Le refus d’Ottawa de placer le «Député » sur les terrains occupés à l’époque par le parlement québécois jusqu’à la fin du 19e siècle devrait être l’occasion de poser la question de l’autorité tutélaire des lieux.

Le parlement québécois a siégé parc Montmorency à partir de 1792. Le gouvernement du Bas-Canada (donc du Québec) a acheté le terrain en 1831, lequel est devenu territoire «provincial» en 1867. Il a été rétrocédé au gouvernement fédéral après l’incendie du palais législatif en 1883.

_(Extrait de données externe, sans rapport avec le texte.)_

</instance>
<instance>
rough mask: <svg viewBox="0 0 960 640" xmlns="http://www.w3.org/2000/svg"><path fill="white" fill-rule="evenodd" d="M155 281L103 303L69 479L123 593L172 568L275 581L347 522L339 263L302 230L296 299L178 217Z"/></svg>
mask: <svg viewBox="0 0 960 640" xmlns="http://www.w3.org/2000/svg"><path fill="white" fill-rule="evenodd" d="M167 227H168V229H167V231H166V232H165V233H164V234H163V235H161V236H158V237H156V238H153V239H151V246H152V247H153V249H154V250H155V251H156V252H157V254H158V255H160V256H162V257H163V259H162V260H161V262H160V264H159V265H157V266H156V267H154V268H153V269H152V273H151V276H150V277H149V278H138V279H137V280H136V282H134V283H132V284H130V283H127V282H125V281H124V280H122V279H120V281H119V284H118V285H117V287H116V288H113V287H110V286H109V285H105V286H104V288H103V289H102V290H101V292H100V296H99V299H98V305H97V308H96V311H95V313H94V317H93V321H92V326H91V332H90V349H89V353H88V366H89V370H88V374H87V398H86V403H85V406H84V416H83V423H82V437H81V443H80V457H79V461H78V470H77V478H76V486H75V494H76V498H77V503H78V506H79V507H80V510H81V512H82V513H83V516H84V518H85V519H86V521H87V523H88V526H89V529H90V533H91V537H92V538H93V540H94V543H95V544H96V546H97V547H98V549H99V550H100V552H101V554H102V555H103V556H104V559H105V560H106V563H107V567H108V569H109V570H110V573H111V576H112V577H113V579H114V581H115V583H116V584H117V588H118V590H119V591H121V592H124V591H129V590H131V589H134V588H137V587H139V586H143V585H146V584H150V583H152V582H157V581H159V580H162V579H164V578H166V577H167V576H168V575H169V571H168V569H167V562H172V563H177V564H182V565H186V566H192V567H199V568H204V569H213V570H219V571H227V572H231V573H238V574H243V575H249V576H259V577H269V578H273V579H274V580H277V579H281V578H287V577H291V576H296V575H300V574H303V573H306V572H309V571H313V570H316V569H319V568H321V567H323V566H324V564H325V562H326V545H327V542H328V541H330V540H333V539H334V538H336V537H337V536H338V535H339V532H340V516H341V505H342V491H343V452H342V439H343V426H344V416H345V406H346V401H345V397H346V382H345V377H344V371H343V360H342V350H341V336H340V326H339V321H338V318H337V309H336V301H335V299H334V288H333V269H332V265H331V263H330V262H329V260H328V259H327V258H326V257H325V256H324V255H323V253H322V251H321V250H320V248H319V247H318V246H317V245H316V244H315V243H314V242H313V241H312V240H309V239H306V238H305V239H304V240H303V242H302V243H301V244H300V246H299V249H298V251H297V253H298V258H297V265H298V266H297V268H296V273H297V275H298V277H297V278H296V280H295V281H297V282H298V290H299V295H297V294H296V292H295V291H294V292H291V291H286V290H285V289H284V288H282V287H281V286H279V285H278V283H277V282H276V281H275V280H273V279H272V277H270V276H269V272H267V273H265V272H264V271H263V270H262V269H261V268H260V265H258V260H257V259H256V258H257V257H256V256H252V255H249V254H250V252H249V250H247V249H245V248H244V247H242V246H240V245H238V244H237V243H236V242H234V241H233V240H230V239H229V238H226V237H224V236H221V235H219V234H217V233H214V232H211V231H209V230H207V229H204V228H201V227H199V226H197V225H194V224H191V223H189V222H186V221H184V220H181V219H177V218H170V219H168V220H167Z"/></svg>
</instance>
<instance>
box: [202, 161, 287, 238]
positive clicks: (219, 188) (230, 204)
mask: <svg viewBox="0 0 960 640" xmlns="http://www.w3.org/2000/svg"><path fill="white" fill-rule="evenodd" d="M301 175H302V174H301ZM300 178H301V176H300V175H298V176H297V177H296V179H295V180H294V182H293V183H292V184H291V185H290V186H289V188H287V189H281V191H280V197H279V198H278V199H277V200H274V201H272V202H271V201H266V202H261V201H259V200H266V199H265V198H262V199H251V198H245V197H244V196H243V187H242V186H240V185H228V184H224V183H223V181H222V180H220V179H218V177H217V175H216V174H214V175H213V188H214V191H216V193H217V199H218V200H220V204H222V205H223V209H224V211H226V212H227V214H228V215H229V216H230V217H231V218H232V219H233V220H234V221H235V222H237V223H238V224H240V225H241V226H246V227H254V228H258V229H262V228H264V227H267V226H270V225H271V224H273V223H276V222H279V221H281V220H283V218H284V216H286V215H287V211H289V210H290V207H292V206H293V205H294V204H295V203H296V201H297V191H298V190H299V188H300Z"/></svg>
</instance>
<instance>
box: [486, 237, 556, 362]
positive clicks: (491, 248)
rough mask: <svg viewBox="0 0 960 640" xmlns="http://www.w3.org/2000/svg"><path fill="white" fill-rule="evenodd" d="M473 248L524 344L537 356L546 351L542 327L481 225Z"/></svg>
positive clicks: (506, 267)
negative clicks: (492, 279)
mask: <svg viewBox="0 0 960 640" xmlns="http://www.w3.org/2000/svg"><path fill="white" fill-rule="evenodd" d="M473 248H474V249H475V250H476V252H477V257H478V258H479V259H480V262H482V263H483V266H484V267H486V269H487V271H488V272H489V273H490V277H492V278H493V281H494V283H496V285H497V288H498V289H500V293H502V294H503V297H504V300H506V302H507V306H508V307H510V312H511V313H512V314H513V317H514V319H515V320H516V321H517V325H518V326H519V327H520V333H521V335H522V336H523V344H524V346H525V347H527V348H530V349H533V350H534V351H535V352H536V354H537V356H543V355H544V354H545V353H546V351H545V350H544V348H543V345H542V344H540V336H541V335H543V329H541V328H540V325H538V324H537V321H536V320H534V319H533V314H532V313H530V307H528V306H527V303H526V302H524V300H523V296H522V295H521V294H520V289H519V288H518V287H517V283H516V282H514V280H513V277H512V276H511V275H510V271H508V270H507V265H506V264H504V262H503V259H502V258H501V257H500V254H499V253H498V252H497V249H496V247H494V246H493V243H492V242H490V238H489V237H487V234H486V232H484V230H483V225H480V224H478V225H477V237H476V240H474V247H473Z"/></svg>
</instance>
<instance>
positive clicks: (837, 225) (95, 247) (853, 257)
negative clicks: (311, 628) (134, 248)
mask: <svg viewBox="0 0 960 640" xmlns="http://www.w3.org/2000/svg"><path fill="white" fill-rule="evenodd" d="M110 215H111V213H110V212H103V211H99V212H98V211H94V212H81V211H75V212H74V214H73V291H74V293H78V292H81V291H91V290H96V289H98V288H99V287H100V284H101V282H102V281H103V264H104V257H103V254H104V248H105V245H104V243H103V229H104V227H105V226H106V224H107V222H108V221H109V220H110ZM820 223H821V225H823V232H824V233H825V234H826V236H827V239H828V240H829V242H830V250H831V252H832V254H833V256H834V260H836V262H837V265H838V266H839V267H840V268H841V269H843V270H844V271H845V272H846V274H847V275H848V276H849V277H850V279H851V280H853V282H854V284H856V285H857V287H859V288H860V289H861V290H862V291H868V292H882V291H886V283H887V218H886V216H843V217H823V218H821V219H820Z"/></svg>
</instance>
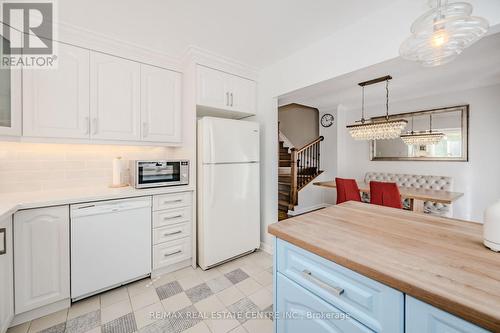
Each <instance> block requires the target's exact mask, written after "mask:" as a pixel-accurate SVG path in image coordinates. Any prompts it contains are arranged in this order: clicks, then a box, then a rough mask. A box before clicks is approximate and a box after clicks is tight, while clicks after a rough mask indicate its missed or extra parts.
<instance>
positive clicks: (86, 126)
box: [85, 117, 90, 135]
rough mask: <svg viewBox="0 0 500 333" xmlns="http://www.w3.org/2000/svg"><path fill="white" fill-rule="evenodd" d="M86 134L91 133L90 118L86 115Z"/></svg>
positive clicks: (85, 119) (85, 122) (85, 125)
mask: <svg viewBox="0 0 500 333" xmlns="http://www.w3.org/2000/svg"><path fill="white" fill-rule="evenodd" d="M85 134H87V135H88V134H90V118H89V117H85Z"/></svg>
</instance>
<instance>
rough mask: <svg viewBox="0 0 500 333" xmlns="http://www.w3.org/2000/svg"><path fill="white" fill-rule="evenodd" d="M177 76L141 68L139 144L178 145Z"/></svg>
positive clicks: (179, 122) (174, 74)
mask: <svg viewBox="0 0 500 333" xmlns="http://www.w3.org/2000/svg"><path fill="white" fill-rule="evenodd" d="M181 111H182V110H181V74H180V73H177V72H173V71H169V70H166V69H162V68H158V67H153V66H147V65H141V120H142V140H144V141H155V142H174V143H175V142H181V127H182V124H181Z"/></svg>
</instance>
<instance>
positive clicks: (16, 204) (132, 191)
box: [0, 185, 194, 218]
mask: <svg viewBox="0 0 500 333" xmlns="http://www.w3.org/2000/svg"><path fill="white" fill-rule="evenodd" d="M193 190H194V187H193V186H189V185H188V186H171V187H156V188H148V189H135V188H134V187H131V186H128V187H121V188H110V187H98V188H95V187H89V188H73V189H66V190H55V191H37V192H18V193H5V194H1V195H0V218H3V217H4V216H7V215H11V214H13V213H15V212H16V211H18V210H20V209H29V208H40V207H49V206H59V205H68V204H74V203H83V202H92V201H101V200H113V199H123V198H133V197H142V196H148V195H155V194H166V193H174V192H185V191H193Z"/></svg>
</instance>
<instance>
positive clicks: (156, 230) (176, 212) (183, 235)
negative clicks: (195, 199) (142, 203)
mask: <svg viewBox="0 0 500 333" xmlns="http://www.w3.org/2000/svg"><path fill="white" fill-rule="evenodd" d="M192 196H193V193H192V192H180V193H170V194H162V195H155V196H153V248H152V252H153V274H156V273H160V274H161V273H166V272H169V271H173V270H176V269H179V268H182V267H183V266H189V265H190V262H189V259H191V258H192V256H193V251H192V244H193V241H192V234H193V233H192V218H191V217H192V209H193V204H192ZM179 265H181V266H179ZM155 271H156V272H155Z"/></svg>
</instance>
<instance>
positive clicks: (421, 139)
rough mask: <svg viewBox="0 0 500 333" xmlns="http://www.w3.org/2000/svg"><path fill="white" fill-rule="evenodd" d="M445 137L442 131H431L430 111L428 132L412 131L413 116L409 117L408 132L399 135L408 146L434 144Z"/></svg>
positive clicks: (431, 123) (436, 142)
mask: <svg viewBox="0 0 500 333" xmlns="http://www.w3.org/2000/svg"><path fill="white" fill-rule="evenodd" d="M444 137H445V135H444V133H435V132H432V113H431V114H430V115H429V132H425V133H415V132H414V131H413V116H412V118H411V132H410V134H405V135H401V140H403V142H404V143H406V144H407V145H408V146H412V145H416V146H427V145H436V144H438V143H439V142H441V140H443V138H444Z"/></svg>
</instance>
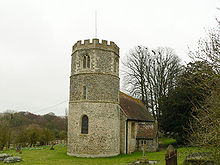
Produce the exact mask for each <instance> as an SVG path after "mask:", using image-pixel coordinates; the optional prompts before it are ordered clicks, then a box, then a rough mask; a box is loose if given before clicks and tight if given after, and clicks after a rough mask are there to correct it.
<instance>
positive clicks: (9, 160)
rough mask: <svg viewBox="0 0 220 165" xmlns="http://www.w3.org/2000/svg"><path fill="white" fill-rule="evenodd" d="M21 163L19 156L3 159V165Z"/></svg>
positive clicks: (14, 156)
mask: <svg viewBox="0 0 220 165" xmlns="http://www.w3.org/2000/svg"><path fill="white" fill-rule="evenodd" d="M20 161H22V158H21V157H19V156H11V157H7V158H5V159H4V161H3V162H4V163H15V162H20Z"/></svg>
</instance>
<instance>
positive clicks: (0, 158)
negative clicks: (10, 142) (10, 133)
mask: <svg viewBox="0 0 220 165" xmlns="http://www.w3.org/2000/svg"><path fill="white" fill-rule="evenodd" d="M7 157H9V155H8V154H0V161H3V160H4V159H5V158H7Z"/></svg>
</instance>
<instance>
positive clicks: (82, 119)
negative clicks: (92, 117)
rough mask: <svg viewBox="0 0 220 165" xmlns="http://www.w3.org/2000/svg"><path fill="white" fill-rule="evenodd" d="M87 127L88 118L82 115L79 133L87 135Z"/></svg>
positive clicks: (86, 116)
mask: <svg viewBox="0 0 220 165" xmlns="http://www.w3.org/2000/svg"><path fill="white" fill-rule="evenodd" d="M88 125H89V119H88V116H86V115H83V117H82V125H81V133H82V134H88Z"/></svg>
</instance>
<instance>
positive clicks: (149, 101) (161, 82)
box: [123, 46, 181, 120]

Le parlement québécois sis parc Montmorency fut le témoin des débats parlementaires pendant au moins 60 ans (1792-1838,1867-1883). Cela représente une partie importante de l’histoire parlementaire et politique du Québec. Aussi serait-il de mise que l’administration du parc soit confiée à la Commission de la capitale nationale. Cela peut prendre quelques années, mais, à ce moment-là, on pourra rapatrier le «Député arrivant à Québec», égaré place de l’Assemblée nationale, et le «loger» sur le territoire du parlement de l’époque, lequel lui sera plus familier.